M. de Pellieux vous a dit hier: «Ce n’est pas un accusé qu’on poursuivait au Conseil de guerre», et M. le commandant Ravary avait procédé comme M. de Pellieux. J’arrive alors à ma question: Comment aurait-on pu, même coupable, condamner M. le commandant Esterhazy, étant donnée la façon dont l’instruction était faite. Je déclare, moi, que je l’aurais acquitté malgré ma virulence d’aujourd’hui. Comment était-il possible d’obtenir une condamnation, alors que c’était l’accusation qui demandait l’acquittement et qu’on excluait la contradiction, puisqu’on nous refusait d’être admis à l’audience?

M. le général de Pellieux. — Je ne comprends pas.

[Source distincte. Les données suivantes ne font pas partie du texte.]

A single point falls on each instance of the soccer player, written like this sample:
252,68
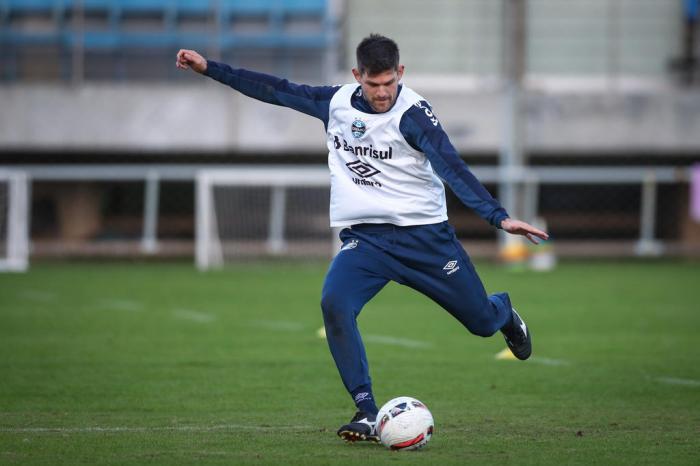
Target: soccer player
387,156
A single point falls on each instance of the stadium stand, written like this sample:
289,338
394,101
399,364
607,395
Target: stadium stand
60,27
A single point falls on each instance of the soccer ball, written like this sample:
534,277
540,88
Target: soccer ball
404,423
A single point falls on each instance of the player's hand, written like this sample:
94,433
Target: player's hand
517,227
187,59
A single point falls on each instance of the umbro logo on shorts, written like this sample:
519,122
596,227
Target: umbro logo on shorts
451,267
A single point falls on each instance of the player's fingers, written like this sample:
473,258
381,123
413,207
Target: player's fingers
533,239
537,232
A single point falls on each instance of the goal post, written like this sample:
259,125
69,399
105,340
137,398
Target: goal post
14,221
250,211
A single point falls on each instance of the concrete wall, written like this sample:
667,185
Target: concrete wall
210,117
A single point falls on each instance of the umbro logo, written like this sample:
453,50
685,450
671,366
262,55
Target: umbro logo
352,244
362,169
451,267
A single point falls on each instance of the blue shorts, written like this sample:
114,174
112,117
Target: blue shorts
427,258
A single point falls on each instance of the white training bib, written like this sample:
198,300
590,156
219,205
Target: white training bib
376,176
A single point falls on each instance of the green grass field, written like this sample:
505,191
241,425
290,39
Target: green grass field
156,363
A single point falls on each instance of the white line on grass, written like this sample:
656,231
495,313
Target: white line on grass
549,361
283,325
98,429
387,340
677,381
122,305
194,316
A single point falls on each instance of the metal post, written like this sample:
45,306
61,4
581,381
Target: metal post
149,242
275,238
202,221
331,27
18,222
613,50
530,197
647,245
78,52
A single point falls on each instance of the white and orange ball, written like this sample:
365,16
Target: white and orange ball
404,423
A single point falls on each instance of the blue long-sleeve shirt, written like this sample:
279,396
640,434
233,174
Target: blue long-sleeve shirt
423,132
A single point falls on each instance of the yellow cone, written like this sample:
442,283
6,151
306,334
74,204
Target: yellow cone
505,355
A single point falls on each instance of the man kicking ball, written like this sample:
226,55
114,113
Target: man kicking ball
387,154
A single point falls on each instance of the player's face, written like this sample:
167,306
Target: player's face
380,89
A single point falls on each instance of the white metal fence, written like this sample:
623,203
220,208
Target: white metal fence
274,186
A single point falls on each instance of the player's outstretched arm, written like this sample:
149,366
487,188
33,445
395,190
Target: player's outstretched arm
187,59
517,227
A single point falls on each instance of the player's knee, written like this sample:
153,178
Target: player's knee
335,306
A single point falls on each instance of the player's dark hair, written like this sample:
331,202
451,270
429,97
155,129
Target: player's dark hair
376,54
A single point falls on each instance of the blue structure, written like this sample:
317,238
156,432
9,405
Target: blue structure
222,25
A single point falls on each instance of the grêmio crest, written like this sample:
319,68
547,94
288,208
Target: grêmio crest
358,128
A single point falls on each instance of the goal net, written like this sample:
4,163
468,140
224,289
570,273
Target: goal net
250,212
14,232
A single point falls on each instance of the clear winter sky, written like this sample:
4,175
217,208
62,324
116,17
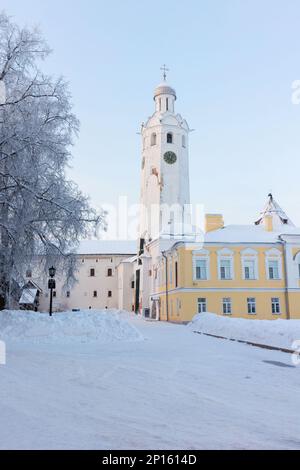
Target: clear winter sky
232,63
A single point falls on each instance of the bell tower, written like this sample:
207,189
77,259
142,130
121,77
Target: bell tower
165,191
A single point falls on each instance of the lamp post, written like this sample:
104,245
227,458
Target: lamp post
51,286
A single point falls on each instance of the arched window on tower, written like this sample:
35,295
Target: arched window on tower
169,138
153,139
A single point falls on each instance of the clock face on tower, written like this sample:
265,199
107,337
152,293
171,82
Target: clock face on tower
170,158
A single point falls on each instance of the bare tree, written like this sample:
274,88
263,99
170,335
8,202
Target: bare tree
41,211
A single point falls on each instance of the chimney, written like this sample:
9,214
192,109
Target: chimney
213,222
268,223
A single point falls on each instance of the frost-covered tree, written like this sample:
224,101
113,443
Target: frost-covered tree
41,211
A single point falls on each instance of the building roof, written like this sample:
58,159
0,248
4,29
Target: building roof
273,209
248,234
107,247
164,89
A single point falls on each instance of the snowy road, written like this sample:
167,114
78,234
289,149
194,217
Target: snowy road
176,389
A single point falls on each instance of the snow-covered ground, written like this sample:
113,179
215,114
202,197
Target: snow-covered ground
278,333
175,389
67,327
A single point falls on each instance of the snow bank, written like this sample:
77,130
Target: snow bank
103,326
278,333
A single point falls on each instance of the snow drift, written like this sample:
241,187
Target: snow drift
104,326
277,333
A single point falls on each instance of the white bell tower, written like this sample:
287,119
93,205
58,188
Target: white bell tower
165,191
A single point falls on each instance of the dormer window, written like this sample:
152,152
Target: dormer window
153,139
169,138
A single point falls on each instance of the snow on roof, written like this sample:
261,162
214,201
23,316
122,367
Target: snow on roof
248,234
28,297
272,208
107,247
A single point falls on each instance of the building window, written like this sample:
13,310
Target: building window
225,269
201,305
171,271
251,301
249,269
276,310
169,138
201,269
273,267
227,306
153,139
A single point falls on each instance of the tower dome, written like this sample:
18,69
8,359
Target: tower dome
164,89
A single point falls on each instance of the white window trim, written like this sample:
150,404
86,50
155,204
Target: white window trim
274,255
280,310
244,261
226,254
201,255
297,265
252,313
222,302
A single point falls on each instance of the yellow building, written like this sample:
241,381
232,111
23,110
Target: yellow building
250,271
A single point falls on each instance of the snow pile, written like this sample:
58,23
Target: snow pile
278,333
103,326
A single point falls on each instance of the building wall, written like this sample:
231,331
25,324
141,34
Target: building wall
126,289
183,298
82,294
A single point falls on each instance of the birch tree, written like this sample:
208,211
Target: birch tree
41,211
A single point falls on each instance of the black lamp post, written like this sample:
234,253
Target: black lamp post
51,286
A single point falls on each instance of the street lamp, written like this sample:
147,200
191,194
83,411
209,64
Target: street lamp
51,286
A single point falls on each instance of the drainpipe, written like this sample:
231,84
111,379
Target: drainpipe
167,283
286,279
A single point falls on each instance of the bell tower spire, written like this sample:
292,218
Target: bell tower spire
165,192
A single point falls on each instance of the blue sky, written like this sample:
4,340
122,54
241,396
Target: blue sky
232,63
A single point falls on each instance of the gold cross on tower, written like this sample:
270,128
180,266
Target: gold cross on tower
165,70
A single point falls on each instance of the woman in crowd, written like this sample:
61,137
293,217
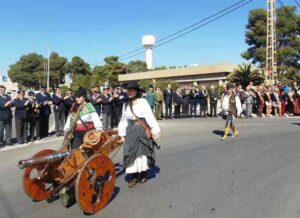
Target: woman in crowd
138,129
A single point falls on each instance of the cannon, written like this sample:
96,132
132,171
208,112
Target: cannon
88,170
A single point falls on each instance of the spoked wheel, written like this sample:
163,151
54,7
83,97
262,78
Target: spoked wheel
37,184
95,184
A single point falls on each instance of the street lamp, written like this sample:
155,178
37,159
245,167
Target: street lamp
48,68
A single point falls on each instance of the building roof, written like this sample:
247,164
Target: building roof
179,72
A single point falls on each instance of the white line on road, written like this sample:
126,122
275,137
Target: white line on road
43,141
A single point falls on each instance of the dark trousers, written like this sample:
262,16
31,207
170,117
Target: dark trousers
213,109
32,126
119,114
5,124
78,139
66,115
42,126
177,111
185,109
21,129
203,109
193,108
168,110
106,120
114,117
59,121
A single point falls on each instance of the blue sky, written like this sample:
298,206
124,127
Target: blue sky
94,29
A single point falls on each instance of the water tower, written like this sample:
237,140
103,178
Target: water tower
148,41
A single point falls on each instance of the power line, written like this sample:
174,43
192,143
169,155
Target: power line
206,23
286,10
187,32
297,3
188,27
181,30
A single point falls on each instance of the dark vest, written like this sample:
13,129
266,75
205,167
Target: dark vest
232,104
5,112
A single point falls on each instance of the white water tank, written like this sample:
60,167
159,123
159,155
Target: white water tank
148,41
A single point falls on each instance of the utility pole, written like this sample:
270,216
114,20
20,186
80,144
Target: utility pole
271,56
48,68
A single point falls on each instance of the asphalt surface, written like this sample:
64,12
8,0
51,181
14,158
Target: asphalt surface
255,175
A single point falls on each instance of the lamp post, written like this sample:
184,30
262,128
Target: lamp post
48,68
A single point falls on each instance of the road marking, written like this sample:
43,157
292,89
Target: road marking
37,142
49,140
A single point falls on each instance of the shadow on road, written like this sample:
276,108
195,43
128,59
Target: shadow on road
218,132
153,171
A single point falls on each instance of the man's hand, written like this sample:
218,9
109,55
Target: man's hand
155,136
8,103
122,139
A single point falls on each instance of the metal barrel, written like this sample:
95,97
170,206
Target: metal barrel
43,159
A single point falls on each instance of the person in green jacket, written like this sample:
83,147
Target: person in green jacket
150,97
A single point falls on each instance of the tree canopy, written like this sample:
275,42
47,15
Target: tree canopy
245,73
287,34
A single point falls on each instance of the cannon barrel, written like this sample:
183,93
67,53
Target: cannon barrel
43,159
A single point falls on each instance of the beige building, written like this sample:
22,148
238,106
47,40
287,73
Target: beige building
213,74
10,86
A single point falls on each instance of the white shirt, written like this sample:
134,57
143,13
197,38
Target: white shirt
141,109
225,103
89,117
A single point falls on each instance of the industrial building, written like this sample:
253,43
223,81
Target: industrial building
212,74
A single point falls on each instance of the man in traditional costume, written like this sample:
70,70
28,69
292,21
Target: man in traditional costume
231,105
138,129
83,117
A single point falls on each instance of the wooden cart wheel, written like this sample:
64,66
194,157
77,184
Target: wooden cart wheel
95,184
37,184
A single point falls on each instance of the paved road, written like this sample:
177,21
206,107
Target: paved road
256,175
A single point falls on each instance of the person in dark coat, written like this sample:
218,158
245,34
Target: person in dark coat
5,117
168,99
21,104
95,99
193,95
59,112
44,101
32,116
202,98
185,101
177,101
120,99
213,99
69,99
106,101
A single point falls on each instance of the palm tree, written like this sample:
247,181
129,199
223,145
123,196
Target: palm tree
245,73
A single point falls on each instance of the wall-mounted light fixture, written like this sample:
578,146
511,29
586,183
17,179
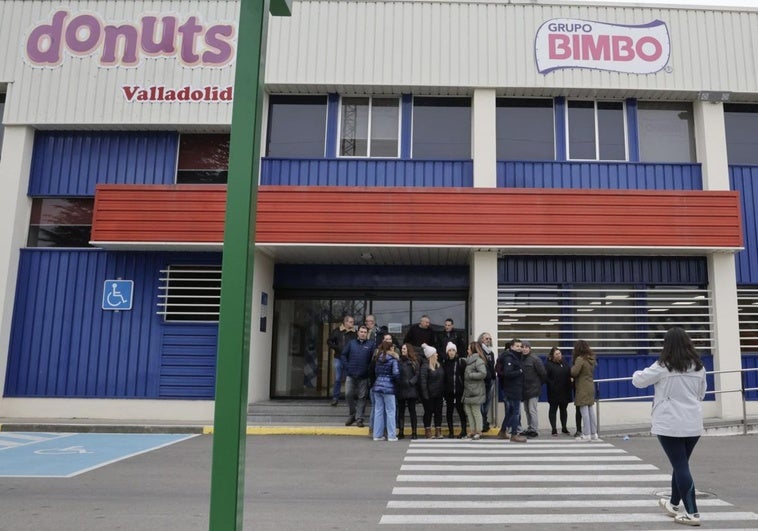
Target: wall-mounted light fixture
715,96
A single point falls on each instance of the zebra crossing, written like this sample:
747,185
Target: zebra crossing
541,484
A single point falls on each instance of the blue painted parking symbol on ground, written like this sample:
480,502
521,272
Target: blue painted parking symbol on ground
65,455
117,294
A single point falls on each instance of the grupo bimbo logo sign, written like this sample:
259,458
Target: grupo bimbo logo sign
575,43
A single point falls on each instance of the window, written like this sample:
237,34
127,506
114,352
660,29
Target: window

M. le Président. — On prétend que votre enquête était faite dans un sens favorable à celui qui allait comparaître devant le Conseil de guerre, c’est-à-dire que votre enquête avait pour but d’établir la non-culpabilité du commandant Esterhazy.

M. le général de Pellieux. — Moi !...

Me  Labori. — Il ne s’agit pas des intentions de M. le général de Pellieux; elles étaient très pures. Je dis ceci: D’après sa première enquête, c’est M. le colonel Picquart qui était l’accusé.

M. le général de Pellieux. — Mais non.

Me  Labori. — En tout cas, en ce qui concerne M. Esterhazy, l’enquête concluait au non-lieu, car il n’y avait pas une charge contre lui.

M. le général de Pellieux. — J’ai dit et je répète que M. Mathieu Dreyfus n’a apporté aucune preuve. Voilà tout ce que j’ai dit.

Maintenant, j’ai relevé, au cours de cette information, une faute militaire contre le lieutenant-colonel Picquart; je l’ai prévenu, il vous dira que je lui ai dit dans mon cabinet: «Vous avez commis une faute militaire grave.» (Se tournant vers le colonel Picquart.) Vous l’ai-je dit, colonel?